Glad you like the photos. And it's a good question. Now for my long answer...
We talk a lot about "convergence" these days. Digital photography, for example, is the convergence of computers and cameras. But nearly every type of photography is the result of convergence -- typically man and machine working together to produce compelling pictures.
A great camera will not make you a great photographer. But a lousy camera will frustrate a good photographer -- and I believe will have a negative impact on the pictures he or she takes.

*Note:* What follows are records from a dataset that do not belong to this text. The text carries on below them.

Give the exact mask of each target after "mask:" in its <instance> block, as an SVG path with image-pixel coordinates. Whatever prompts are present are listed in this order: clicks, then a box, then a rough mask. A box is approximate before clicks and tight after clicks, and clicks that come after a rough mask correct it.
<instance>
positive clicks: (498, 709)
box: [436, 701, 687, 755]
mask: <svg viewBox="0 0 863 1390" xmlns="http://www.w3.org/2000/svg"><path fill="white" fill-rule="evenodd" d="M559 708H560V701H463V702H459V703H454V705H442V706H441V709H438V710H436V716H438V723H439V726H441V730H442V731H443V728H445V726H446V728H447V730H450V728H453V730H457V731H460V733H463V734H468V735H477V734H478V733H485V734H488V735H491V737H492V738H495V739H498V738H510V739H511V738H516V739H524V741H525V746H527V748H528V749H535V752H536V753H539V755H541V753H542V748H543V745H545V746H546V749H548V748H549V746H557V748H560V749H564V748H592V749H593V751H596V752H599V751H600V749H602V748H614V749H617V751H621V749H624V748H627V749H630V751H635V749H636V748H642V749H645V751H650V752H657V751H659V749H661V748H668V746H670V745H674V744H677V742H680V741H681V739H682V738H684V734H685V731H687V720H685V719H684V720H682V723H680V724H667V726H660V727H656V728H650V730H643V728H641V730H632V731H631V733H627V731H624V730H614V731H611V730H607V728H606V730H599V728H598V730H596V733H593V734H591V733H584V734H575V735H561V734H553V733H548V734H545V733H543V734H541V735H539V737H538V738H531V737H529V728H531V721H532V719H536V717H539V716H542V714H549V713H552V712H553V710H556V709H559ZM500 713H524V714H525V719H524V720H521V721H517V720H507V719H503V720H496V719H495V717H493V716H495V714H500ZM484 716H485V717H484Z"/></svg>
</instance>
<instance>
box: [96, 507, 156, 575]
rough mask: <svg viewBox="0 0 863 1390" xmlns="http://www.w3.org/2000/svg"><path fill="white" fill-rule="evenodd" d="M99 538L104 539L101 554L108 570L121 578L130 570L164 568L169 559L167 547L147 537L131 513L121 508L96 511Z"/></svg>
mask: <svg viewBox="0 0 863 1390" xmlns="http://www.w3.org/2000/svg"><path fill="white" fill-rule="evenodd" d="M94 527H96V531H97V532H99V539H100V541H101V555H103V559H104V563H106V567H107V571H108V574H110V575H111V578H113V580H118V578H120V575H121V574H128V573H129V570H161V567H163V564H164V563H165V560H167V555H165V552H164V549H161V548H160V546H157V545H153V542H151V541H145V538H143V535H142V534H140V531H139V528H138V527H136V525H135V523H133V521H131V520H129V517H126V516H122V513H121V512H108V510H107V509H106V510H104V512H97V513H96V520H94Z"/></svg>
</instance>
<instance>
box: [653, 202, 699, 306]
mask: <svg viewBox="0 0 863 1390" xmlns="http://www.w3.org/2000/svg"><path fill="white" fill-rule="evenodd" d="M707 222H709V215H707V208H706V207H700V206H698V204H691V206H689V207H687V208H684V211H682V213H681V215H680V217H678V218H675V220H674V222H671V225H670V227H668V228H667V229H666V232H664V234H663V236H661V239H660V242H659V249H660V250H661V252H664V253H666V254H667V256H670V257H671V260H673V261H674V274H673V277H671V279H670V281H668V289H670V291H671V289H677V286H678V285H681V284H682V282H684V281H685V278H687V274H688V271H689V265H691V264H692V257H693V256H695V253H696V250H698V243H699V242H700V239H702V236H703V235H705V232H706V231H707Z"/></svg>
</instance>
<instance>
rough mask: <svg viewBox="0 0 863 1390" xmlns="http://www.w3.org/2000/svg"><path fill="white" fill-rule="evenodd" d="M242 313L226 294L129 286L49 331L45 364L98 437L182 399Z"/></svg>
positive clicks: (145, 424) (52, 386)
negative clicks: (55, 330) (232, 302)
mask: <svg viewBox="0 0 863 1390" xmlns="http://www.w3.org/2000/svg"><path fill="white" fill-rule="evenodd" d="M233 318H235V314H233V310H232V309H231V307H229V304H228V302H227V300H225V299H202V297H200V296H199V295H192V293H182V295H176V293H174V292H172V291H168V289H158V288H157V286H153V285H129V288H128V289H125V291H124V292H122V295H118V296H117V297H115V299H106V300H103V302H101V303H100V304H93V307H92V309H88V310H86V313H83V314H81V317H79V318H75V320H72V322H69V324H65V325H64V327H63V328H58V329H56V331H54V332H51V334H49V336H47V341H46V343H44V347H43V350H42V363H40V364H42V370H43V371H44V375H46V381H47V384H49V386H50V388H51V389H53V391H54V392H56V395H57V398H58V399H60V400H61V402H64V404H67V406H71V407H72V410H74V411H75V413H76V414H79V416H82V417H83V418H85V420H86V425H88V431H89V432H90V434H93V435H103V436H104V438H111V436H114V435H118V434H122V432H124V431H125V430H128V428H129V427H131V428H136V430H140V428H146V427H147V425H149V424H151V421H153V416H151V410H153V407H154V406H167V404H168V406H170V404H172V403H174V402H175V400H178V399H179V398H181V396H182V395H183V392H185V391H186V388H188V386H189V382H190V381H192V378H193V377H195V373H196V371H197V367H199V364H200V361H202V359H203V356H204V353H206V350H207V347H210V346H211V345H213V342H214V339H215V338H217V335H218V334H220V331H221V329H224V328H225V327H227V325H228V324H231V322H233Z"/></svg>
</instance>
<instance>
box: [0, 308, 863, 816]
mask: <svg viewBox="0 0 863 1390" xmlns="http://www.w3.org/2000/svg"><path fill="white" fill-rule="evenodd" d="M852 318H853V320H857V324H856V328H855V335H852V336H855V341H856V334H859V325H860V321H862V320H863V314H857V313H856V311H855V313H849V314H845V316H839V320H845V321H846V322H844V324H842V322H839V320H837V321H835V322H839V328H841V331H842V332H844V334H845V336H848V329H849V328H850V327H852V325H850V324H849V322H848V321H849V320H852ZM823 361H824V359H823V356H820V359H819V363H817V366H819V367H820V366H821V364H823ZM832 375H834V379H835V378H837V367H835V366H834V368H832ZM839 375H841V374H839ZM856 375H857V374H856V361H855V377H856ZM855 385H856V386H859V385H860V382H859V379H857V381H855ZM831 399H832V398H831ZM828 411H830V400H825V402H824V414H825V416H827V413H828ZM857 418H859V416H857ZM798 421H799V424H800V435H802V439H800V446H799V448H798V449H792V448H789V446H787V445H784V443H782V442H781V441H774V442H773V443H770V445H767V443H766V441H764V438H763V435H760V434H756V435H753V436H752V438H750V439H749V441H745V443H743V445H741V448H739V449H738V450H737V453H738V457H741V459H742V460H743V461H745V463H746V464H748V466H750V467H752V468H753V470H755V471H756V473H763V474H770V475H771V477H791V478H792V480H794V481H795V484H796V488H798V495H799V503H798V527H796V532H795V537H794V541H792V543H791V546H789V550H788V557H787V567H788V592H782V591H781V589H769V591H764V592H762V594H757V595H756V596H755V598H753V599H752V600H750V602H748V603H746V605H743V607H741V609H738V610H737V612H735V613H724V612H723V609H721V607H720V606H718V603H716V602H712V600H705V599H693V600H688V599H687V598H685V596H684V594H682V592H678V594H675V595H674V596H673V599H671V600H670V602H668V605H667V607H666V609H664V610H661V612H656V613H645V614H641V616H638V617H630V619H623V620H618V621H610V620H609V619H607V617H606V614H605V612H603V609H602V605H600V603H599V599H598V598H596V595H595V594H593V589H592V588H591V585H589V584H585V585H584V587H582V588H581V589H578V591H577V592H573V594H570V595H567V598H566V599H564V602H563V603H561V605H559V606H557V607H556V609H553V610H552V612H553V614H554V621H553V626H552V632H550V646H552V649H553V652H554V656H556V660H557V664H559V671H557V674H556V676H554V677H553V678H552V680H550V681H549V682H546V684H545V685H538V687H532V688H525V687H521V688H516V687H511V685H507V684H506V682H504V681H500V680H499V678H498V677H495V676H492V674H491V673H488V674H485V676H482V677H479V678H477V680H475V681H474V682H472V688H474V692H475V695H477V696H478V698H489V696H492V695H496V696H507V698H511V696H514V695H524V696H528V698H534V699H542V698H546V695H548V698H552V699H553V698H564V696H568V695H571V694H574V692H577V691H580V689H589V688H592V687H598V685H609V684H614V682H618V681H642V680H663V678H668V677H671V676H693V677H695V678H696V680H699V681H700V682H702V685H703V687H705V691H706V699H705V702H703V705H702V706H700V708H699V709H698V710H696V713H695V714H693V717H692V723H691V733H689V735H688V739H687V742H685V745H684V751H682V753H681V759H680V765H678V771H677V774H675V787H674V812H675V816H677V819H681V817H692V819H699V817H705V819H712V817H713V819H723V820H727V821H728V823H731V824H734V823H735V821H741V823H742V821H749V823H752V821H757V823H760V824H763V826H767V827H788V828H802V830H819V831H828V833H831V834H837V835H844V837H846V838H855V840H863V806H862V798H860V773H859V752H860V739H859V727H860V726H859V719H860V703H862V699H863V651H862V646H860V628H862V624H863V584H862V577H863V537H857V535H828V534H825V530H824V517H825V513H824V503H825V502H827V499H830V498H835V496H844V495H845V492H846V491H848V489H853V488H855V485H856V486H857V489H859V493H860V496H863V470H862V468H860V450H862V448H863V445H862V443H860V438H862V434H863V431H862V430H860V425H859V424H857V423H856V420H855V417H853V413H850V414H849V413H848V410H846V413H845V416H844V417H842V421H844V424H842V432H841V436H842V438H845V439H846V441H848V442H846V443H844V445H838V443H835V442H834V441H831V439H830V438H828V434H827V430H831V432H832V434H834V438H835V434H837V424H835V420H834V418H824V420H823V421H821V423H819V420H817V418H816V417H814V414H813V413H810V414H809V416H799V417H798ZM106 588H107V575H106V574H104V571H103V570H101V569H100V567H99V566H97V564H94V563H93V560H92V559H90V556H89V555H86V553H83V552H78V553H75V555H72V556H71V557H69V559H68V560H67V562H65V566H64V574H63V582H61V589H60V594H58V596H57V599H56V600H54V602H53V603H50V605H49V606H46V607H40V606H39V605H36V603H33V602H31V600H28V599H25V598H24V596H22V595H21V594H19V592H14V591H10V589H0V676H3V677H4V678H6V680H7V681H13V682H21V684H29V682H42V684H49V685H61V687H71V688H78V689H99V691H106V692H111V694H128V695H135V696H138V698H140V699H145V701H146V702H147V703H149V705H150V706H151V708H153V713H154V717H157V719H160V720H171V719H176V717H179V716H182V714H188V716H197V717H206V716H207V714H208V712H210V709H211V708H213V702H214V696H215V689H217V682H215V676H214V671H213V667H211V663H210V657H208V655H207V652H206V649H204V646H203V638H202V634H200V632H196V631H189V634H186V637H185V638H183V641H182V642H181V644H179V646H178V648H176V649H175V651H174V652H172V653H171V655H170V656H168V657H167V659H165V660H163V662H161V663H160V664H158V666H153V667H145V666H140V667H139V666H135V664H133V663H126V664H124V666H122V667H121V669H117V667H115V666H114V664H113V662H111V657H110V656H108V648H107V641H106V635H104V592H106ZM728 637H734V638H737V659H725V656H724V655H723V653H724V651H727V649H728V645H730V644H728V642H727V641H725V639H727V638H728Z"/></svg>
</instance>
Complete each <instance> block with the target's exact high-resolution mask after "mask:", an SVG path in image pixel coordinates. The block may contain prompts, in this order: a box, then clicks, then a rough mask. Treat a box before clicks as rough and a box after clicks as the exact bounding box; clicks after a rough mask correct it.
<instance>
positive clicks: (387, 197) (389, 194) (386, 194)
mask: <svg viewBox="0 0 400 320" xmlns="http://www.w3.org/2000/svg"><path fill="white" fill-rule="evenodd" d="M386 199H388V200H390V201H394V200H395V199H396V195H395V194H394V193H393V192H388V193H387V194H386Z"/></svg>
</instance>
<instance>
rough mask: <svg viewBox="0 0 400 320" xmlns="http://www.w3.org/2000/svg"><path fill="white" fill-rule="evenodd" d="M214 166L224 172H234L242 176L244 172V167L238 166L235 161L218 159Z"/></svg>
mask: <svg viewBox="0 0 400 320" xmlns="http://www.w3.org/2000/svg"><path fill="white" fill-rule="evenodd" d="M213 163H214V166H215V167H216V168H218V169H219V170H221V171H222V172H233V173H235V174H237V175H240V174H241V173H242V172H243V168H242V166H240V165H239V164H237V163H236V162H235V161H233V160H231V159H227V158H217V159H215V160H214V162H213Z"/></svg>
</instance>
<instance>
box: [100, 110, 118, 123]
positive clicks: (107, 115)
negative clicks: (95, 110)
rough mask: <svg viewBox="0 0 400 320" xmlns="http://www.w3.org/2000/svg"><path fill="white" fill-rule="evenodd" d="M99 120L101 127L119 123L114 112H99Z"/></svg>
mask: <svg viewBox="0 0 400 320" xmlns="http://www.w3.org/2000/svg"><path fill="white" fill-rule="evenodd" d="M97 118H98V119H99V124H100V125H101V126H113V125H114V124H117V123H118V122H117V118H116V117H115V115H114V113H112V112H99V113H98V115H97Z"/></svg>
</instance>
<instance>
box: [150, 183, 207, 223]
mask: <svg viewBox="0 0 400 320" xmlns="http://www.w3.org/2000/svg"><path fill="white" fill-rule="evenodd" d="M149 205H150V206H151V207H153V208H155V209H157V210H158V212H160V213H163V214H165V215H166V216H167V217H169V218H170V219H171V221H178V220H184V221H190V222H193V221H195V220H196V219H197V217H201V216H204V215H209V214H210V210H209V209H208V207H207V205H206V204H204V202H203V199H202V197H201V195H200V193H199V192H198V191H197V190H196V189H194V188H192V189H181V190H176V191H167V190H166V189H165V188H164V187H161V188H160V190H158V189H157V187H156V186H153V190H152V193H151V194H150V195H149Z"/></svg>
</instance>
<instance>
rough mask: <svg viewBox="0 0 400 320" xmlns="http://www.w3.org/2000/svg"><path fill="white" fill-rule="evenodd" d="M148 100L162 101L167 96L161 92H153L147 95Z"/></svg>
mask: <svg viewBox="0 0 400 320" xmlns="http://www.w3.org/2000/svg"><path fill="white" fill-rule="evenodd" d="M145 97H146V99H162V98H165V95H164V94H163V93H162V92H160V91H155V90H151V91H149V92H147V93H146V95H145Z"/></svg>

So what's important, IMHO, is that you find the right camera for you -- one that you can bond with, becomes an extension of your vision, and is a complement to your talent. Sometimes this takes a while, and you have to go through a few cameras to get there. (At least that's what I tell friends when I show up with a new one in hand!)
One of the reasons why I wrote this review of the EOS 10D is because I believe that SLRs are easier cameras to bond with than most of the digicams available today. But digital SLRs have been too expensive. The 10D is expensive too, $1,500 US. But for photographers who miss having that SLR "soul mate" they left behind in the analog world, the 10D may prove to be the "other half" that many shooters have been waiting for, including myself. Nothing against the rangefinders I have. There are a couple models I've really bonded with. But instead of being my only digicams, I can now use them in situations best suited for their design, such as travel and wide angle photography.
A photographer who likes his or her equipment tends to take better pictures, regardless of camera brand or price.
I like the EOS 10D and enjoy shooting with it. I look at my pictures closely on the computer and adjust them if I have to. It's the convergence of many factors that make a good photograph. Which camera you choose is part of that equation, but it's not the only factor.